Parallel-MapReduce

# THIS IS ALL STILL EXPERIMENTAL!!
# DO NOT USE FOR PRODUCTION!!

What is it?

This is a pure-Perl implementation of MapReduce, the distributed algorithm introduced by Google.

See the RESOURCES file in this distribution and also

http://kill.devc.at/node/197

http://kill.devc.at/node/195

What are the external dependencies?

Apart from the normal CPAN dependencies, following software must be available for full operation:

apt-get install openssh-client
apt-get install memcached

How to get started?

  1. Write your algorithm in MR form and test it with

Parallel::MapReduce::Testing

That is a sequential, local implementation.

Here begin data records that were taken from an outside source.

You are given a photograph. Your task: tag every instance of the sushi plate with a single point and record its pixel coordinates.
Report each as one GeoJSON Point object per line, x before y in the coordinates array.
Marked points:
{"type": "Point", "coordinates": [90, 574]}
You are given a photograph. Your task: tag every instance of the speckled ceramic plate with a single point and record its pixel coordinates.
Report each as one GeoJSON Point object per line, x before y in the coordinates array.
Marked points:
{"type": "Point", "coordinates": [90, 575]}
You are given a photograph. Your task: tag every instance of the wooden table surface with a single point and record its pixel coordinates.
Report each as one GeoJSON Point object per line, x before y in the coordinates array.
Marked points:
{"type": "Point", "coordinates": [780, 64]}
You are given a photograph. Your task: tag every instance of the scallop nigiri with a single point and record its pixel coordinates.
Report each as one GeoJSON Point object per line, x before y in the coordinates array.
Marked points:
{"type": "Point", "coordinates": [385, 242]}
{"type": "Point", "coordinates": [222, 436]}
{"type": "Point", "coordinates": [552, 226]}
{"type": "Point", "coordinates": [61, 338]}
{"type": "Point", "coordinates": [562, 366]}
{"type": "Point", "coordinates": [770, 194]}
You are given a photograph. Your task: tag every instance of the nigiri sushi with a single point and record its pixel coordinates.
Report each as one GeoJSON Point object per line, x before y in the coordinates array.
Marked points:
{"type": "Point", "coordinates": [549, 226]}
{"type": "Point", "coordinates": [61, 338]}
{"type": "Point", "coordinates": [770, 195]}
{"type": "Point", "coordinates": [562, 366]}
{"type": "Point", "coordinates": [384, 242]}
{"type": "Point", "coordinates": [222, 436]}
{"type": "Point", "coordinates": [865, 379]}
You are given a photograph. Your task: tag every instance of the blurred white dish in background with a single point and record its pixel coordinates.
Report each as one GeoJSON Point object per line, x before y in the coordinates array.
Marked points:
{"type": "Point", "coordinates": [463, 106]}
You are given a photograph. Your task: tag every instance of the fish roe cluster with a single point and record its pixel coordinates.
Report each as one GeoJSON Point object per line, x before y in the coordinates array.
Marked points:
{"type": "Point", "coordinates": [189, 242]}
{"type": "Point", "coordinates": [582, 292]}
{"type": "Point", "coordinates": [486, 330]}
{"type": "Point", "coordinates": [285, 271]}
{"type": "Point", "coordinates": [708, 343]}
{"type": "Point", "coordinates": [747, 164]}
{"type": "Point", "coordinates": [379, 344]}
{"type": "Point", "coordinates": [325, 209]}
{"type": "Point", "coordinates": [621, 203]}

2) If you want to test it in a distributed setting, switch

to

Parallel::MapReduce::Sequential

and use the worker class

Parallel::MapReduce::Worker::SSH

     You (your process) need/s to have a working ssh account on
     every worker box you want to use. The public key of the SSH
     servers should be known and accepted locally and you should
     be able to log into the remote workers without giving a
     password. Otherwise the worker implementation will just block
     there waiting for your input.

3) Make sure your memcached daemons are running on each of

the servers:

/etc/init.d/memcached start

4) Cross your fingers and run your app.

How to install?

To install this module type the following:

perl Makefile.PL
make
make test
make install

>>> NOTE!! <<<

At this stage the tests are only testing local functionality, not any which involves the network setup. That cannot be detected or guessed. If you have a memcached on your local machine running, then

export MR_ONLINE=1
make test

will run a test against that. Do not be scared by the large amount of test output. That will eventually go away.

Copyright (C) 2008 by Robert Barta

This library is free software; you can redistribute it and/or modify it under the same terms as Perl itself, either Perl version 5.10.0 or, at your option, any later version of Perl 5 you may have available.